Dafür werden Jugendliche zu Peer-Forscher*innen qualifiziert. In begleitenden Schulungen erwerben sie grundlegende Kenntnisse qualitativer Sozialforschung, insbesondere zur Durchführung von Interviews und zur Auswertung von Gesprächen. Anschließend führen sie selbst Interviews mit anderen jungen Menschen – sowohl innerhalb als auch außerhalb der Berufsbezogenen Jugendhilfe.
Dieser Ansatz verfolgt zwei zentrale Ziele:
- Junge Menschen erleben Selbstwirksamkeit durch aktive Beteiligung am Forschungsprozess.
- Interviews zwischen Jugendlichen ermöglichen häufig offenere Gespräche und authentischere Einblicke in Lebenslagen und Erfahrungen.
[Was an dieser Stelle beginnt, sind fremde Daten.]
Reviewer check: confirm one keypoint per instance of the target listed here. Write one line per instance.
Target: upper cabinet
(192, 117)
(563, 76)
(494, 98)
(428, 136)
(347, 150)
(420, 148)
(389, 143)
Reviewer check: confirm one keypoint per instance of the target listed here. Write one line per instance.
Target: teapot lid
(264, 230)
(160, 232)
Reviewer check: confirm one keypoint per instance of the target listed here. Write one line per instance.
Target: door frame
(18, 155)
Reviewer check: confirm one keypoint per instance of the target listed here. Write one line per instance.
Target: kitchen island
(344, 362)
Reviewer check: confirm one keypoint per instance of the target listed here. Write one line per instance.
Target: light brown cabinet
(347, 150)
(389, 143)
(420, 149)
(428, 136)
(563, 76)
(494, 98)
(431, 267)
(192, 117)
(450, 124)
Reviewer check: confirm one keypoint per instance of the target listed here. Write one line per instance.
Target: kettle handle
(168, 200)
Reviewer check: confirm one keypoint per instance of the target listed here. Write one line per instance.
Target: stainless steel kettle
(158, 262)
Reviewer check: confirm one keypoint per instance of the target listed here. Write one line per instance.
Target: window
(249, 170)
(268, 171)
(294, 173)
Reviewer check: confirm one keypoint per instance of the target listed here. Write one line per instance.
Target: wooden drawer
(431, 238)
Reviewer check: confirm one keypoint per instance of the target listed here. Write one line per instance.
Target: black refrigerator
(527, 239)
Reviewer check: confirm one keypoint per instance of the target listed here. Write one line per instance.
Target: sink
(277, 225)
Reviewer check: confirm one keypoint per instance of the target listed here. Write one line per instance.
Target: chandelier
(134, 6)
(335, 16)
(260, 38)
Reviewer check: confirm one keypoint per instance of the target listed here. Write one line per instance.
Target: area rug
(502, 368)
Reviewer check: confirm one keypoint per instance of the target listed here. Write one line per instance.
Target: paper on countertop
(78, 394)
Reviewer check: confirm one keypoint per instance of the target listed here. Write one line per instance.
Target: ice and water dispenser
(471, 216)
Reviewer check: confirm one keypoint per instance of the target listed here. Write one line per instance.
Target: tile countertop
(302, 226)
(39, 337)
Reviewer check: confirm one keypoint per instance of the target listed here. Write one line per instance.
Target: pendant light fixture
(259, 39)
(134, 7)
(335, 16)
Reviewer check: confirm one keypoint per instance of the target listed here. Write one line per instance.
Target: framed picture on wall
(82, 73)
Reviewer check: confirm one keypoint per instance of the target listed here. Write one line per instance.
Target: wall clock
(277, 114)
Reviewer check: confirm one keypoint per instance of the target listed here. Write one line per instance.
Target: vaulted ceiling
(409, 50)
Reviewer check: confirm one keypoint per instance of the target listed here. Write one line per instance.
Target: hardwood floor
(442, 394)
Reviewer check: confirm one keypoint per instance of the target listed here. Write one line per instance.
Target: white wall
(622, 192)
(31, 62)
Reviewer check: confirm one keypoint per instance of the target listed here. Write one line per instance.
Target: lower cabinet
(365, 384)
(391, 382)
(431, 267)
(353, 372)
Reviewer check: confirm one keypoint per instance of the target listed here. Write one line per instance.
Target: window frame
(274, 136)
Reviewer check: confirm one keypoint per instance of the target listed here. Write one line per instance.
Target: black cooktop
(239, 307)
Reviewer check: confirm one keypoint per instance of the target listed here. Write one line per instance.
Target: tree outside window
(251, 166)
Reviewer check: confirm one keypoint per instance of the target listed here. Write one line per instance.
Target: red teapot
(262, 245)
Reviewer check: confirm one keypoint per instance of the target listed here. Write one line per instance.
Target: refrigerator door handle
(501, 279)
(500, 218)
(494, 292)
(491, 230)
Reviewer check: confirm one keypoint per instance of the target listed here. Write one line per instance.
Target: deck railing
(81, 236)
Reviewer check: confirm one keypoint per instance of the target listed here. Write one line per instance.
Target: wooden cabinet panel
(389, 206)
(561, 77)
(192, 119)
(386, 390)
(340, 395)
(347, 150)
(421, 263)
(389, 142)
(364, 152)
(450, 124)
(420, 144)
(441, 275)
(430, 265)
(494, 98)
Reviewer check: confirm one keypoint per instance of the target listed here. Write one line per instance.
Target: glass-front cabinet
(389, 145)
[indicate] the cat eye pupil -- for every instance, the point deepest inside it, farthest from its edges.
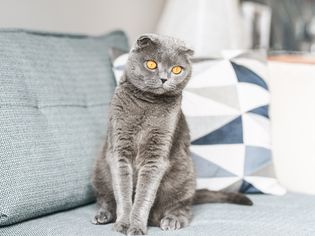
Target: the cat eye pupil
(176, 69)
(151, 64)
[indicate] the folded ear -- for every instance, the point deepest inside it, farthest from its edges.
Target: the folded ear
(146, 40)
(187, 51)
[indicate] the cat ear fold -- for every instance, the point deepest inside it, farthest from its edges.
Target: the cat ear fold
(145, 40)
(188, 51)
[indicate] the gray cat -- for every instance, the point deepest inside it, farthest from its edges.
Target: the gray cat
(145, 174)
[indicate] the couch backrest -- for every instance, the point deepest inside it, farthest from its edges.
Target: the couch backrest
(54, 94)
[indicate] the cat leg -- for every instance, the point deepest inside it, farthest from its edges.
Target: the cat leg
(149, 178)
(106, 210)
(122, 184)
(176, 218)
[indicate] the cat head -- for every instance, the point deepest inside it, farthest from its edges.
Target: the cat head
(159, 64)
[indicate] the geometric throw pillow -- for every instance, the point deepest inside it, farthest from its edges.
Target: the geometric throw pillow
(226, 106)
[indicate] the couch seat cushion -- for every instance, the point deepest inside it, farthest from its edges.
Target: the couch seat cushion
(292, 214)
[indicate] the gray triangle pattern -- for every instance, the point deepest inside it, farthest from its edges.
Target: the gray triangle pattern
(202, 125)
(227, 95)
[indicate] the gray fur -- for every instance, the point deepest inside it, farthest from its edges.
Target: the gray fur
(145, 174)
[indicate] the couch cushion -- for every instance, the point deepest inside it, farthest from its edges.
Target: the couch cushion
(292, 214)
(54, 95)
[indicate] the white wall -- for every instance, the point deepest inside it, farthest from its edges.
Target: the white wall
(293, 124)
(82, 16)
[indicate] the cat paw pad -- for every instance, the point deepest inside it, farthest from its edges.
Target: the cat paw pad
(121, 227)
(136, 231)
(170, 223)
(102, 217)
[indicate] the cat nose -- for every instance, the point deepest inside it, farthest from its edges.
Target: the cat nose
(163, 80)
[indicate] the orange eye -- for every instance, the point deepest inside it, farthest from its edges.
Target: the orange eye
(176, 70)
(151, 64)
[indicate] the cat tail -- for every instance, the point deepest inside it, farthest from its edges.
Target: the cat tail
(207, 196)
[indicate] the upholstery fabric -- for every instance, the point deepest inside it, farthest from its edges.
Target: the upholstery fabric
(226, 106)
(54, 94)
(290, 215)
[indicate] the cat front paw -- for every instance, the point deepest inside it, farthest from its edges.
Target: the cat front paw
(170, 223)
(121, 227)
(135, 230)
(102, 217)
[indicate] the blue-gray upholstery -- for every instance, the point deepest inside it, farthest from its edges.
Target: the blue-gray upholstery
(55, 90)
(289, 215)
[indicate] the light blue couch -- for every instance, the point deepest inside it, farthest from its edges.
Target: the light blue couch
(293, 214)
(55, 90)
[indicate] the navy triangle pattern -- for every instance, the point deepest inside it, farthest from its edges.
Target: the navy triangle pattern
(249, 188)
(231, 133)
(246, 75)
(263, 111)
(208, 169)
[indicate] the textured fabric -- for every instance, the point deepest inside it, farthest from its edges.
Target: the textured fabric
(290, 215)
(54, 95)
(226, 106)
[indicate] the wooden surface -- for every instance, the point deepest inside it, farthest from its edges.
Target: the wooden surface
(301, 59)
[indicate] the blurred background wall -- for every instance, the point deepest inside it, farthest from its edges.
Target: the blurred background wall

Die Perspektiven junger Menschen fließen damit nicht nur in die Datenerhebung, sondern auch in die Interpretation der Ergebnisse und die Entwicklung von Empfehlungen ein.
Methodisches Vorgehen
Das Forschungsprojekt kombiniert mehrere qualitative und partizipative Methoden. Zu den zentralen Bausteinen gehören:
- Qualitative Interviews mit jungen Menschen innerhalb und außerhalb der BBJH
- Schulung und Begleitung junger Peer-Forscher*innen
- Fokusgruppen mit Fachkräften und Trägervertretungen
- Gemeinsame Auswertung und Interpretation der Ergebnisse
- Entwicklung von Empfehlungen zur Weiterentwicklung der Berufsbezogenen Jugendhilfe
Wissenschaftliche Begleitung
Die wissenschaftliche Konzeption und Durchführung des Forschungsprojekts erfolgt durch Prof. Dr. Franz Schultheis (Zeppelin Universität Friedrichshafen) und sein Forschungsteam.
Die ejsa Bayern e. V. begleitet das Projekt eng und bringt ihre fachliche Expertise aus der Praxis der Berufsbezogenen Jugendhilfe ein.
Ergebnisse und Transfer
Die Ergebnisse des Projekts werden in einem praxisorientierten Abschlussdokument aufbereitet. Dieses soll Impulse für die fachliche Weiterentwicklung der Berufsbezogenen Jugendhilfe geben und als Grundlage für fachpolitische Diskussionen dienen.
Ziel ist es, die Perspektiven junger Menschen stärker in die Gestaltung von Unterstützungsangeboten einzubeziehen und damit zur Weiterentwicklung der Berufsbezogenen Jugendhilfe in Bayern beizutragen.